What is medical statistics?

Sensitivity is the probability of not misdiagnosing (false negative) when diagnosing diseases. To put it bluntly, specificity is the probability of not being misdiagnosed (positive) when the index value is diagnosed. If the independent index value improves the sensitivity of diagnosis, it will definitely reduce the specificity of diagnosis, that is to say, reducing misdiagnosis will definitely improve misdiagnosis, and vice versa.

The sensitivity and specificity of an index, sensitivity is the probability that people who are already sick are identified and diagnosed as sick by this index. Specificity is the probability that people who are not sick can be identified by this index and diagnosed as people who are not sick.

Medical statistics is a subject that studies the collection, analysis and inference of digital data by using the principles and methods of probability theory and mathematical statistics combined with medical practice. The object of medical research is mainly the human body and various factors related to human health.

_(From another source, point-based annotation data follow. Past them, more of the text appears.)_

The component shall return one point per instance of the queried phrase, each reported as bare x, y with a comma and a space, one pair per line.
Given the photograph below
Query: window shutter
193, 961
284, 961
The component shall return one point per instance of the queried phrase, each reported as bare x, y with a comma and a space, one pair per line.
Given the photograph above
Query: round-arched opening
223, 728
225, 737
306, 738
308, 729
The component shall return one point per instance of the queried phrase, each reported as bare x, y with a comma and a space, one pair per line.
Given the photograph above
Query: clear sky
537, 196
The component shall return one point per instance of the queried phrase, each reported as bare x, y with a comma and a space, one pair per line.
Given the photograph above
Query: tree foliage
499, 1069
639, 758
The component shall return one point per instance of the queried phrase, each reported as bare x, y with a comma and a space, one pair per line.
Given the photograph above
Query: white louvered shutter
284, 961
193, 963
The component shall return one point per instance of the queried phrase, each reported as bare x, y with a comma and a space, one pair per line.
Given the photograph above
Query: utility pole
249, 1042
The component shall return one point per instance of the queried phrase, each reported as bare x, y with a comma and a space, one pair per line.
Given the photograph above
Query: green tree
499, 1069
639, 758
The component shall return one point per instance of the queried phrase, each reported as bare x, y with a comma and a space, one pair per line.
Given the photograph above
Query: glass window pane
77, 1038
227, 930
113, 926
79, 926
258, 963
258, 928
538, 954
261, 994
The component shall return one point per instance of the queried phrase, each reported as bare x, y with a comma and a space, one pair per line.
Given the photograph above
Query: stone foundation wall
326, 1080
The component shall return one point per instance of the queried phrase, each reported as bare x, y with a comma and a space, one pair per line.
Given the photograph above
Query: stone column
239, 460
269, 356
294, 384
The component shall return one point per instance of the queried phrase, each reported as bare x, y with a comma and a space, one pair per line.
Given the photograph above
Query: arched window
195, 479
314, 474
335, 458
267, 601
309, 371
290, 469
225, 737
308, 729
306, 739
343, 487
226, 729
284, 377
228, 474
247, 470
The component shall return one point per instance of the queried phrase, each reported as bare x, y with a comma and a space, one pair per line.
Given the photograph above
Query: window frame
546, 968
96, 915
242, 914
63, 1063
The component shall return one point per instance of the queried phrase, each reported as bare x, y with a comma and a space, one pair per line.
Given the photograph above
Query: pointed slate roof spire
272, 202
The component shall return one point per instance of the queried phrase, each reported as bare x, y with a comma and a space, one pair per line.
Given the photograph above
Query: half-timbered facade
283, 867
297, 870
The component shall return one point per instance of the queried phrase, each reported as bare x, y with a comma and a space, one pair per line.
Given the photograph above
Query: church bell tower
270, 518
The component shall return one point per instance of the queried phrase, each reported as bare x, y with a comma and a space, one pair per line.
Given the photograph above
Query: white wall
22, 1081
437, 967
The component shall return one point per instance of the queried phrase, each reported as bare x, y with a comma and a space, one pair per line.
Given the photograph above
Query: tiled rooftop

Characteristics of medical statistics

The same is true for statistical analysis of medical data. If an indicator is missing, the missing data will be filled with corresponding methods, and the differences of statistical results before and after filling will be compared, and this change will be discussed and analyzed. This can be called sensitivity analysis.

For example, in clinical trials, multiple statistical analysis data sets (such as PPS, FAS and SS) are often defined and formed. Of course, each data set has a specific function and application rules, but the comparison of the results of multiple data sets can also be called sensitivity analysis to some extent. Similarly, whether the statistical analysis and thinking of multi-center clinical research need to add the central effect term is also the category of sensitivity analysis.

The above contents refer to Baidu Encyclopedia-Sensitivity, Baidu Encyclopedia-Specificity and Baidu Encyclopedia-Medical Statistics.